La vida de Helga hasta 1957


Helga volvió a la ciudad y no tenía nada. Habían robado todo, expropiado las casas. Poco a poco se fueron reconstruyendo, pero desde cero, desde la nada. Recuperó su diario, gracias al tío, y lo terminó: contó de adulta todo lo que ocurrió en el campo de concentración y lo hizo en presente, porque es como nosotros debemos leerlo. Y poco a poco, la vuelta a la vida, una vida ya sin miedo —extraña. Sin la vergüenza ni la degradación, pero diferentes: sobrevivir era el premio y, aun así, no podían disfrutarlo como se merecía. PAZ, la palabra que Helga escribió en mayúsculas, estaba inacabada, porque después de comprobar hasta dónde era capaz de llegar una sociedad como la de entonces, ¿quién puede creérsela?, ¿qué era aquella palabra lejana que pasaba de una boca a otra, soñándola?


Hay muchos otros testimonios de niñas judías, como Mónica Dawidowicz nació en el Gueto de Lida, en 1941, en medio del horror y la devastación que la Shoá representaba. Sus padres tuvieron que tomar la decisión más valiente y amorosa: entregarla a una familia polaca para que la protegiera. Así comienza un extenso recorrido de cambio de países, de familias, de idiomas y de nombres. En muchos casos, para salvar la vida, se borraba la identidad. Le ocurrió a Mónica, pero también a George Perec y a muchos más.
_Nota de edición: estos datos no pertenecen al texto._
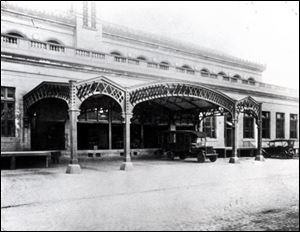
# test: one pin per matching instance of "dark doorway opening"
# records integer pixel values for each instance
(228, 130)
(92, 135)
(48, 117)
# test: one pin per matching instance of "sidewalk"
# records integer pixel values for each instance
(156, 195)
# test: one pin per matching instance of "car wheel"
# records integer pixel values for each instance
(182, 157)
(201, 157)
(171, 155)
(213, 158)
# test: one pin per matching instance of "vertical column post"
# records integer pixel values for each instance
(73, 167)
(259, 155)
(234, 157)
(127, 115)
(142, 135)
(110, 128)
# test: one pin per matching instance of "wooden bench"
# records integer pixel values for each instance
(14, 154)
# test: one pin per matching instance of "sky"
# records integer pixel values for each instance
(263, 32)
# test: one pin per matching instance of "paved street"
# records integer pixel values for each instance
(156, 195)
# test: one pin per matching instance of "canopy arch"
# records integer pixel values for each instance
(177, 89)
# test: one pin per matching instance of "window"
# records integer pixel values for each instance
(55, 46)
(237, 76)
(224, 76)
(266, 124)
(164, 65)
(293, 126)
(251, 81)
(142, 58)
(209, 127)
(85, 13)
(118, 57)
(279, 125)
(93, 15)
(7, 112)
(204, 72)
(248, 126)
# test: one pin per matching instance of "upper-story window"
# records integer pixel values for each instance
(186, 68)
(293, 126)
(85, 13)
(224, 76)
(251, 81)
(204, 72)
(164, 65)
(11, 37)
(7, 112)
(56, 46)
(142, 58)
(280, 125)
(118, 57)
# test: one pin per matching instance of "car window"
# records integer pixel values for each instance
(201, 141)
(285, 144)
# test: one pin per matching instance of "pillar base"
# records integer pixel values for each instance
(73, 169)
(126, 166)
(234, 160)
(259, 158)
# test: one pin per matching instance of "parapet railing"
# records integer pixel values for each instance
(60, 49)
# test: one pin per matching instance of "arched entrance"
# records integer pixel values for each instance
(47, 124)
(175, 106)
(100, 124)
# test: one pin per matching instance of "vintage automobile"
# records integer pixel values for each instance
(185, 144)
(280, 148)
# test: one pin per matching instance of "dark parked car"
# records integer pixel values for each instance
(281, 148)
(185, 143)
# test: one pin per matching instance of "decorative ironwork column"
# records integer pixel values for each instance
(235, 121)
(127, 115)
(110, 128)
(259, 155)
(73, 167)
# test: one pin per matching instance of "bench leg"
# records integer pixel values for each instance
(13, 162)
(47, 162)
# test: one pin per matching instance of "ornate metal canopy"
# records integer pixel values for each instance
(177, 89)
(250, 106)
(100, 85)
(47, 90)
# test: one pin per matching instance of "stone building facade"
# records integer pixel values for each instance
(57, 68)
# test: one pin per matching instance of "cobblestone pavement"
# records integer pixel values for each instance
(156, 195)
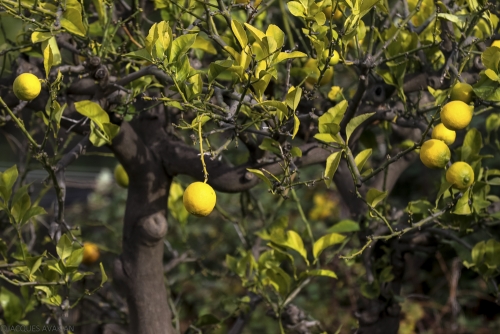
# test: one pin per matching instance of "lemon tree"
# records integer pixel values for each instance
(272, 148)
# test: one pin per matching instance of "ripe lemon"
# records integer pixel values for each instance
(462, 92)
(334, 60)
(441, 132)
(456, 115)
(90, 253)
(27, 87)
(435, 154)
(121, 176)
(199, 199)
(460, 174)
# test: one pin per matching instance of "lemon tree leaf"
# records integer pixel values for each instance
(374, 196)
(325, 242)
(180, 46)
(7, 181)
(332, 163)
(293, 97)
(261, 176)
(355, 122)
(64, 247)
(48, 59)
(362, 158)
(72, 22)
(321, 272)
(296, 125)
(344, 226)
(240, 33)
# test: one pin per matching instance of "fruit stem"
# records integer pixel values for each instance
(200, 139)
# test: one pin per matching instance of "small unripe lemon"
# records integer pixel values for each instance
(456, 115)
(121, 176)
(462, 92)
(435, 154)
(27, 87)
(334, 60)
(441, 132)
(460, 174)
(199, 199)
(90, 253)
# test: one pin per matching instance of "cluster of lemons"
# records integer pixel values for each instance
(434, 153)
(199, 198)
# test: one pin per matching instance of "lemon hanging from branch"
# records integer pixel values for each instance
(199, 197)
(27, 87)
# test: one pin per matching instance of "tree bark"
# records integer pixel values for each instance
(139, 269)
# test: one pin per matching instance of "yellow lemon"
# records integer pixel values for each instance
(462, 92)
(27, 87)
(435, 154)
(441, 132)
(456, 115)
(199, 199)
(460, 174)
(90, 253)
(121, 176)
(334, 60)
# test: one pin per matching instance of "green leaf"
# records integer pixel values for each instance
(362, 158)
(275, 37)
(291, 240)
(288, 55)
(462, 207)
(48, 59)
(207, 320)
(141, 54)
(473, 143)
(296, 125)
(375, 196)
(261, 176)
(332, 163)
(321, 272)
(216, 68)
(7, 181)
(296, 9)
(64, 247)
(40, 36)
(325, 242)
(355, 122)
(256, 33)
(491, 59)
(180, 46)
(239, 33)
(11, 306)
(32, 212)
(270, 145)
(344, 226)
(293, 97)
(104, 277)
(72, 22)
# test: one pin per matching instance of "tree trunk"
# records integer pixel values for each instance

Viñeta de la versión gráfica de Un saco de canicas de Joffo


También los niños


George Perec, Alexander Tisma, Imre Kertész (este, además, Premio Nobel de Literatura), Josef Joffo, Raymond Federman o Icchokas Meras son niños de Shoah que nos han dejado su testimonio en forma de una ficción que no puede ser más real.


La perspectiva infantil parece relativizar el horror, pero no es así. Inexorable como una canica rodando al azar, tropezando y rebotando contra el asfalto, la vida es una sucesión de golpes que los niños asumen con una aparente calma: en realidad, una descarnada, íntima y dura asunción.